In Südafrika und Australien soll mit dem Square Kilometre Array (SKA) das weltweit größte Radioteleskop entstehen. Auch für Kosmologen dürfte das Teleskop wertvolle Daten liefern, wie jetzt vorgestellte Studien zeigen. An diesen waren auch deutsche Astronomen beteiligt, obwohl sie bei SKA künftig kaum noch etwas zu sagen haben werden: Deutschland hat seine SKA-Mitgliedschaft nämlich gekündigt.

SKA

So könnten die SKA-Antennen einmal aussehen. Bild: SKA Organisation [Großansicht]

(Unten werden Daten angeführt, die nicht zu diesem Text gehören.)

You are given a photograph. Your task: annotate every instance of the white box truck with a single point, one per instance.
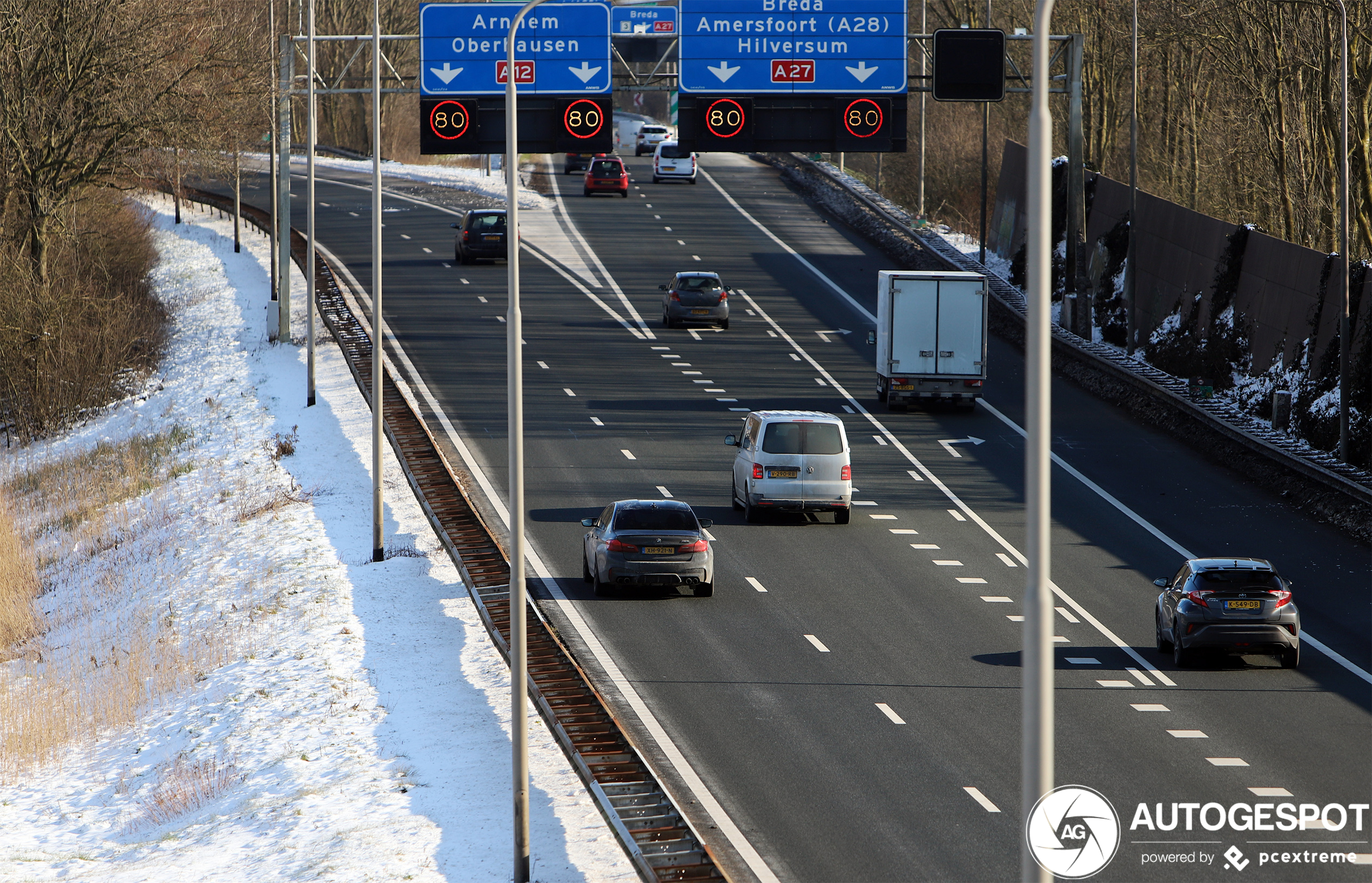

In Südafrika und Australien soll in den kommenden Jahren mit dem Square Kilometre Array (SKA) ein gewaltiges Radioteleskop entstehen. Nach den Planungen könnte der erste Bauabschnitt, der aus Parabolspiegeln in Südafrika und einfachen Antennen in Australien bestehen wird, bis 2023 fertiggestellt sein. Bis Ende des kommenden Jahrzehnts soll dann in einer zweiten Bauphase durch weitere Teleskope und Antennenelemente die Empfindlichkeit noch einmal deutlich erhöht werden.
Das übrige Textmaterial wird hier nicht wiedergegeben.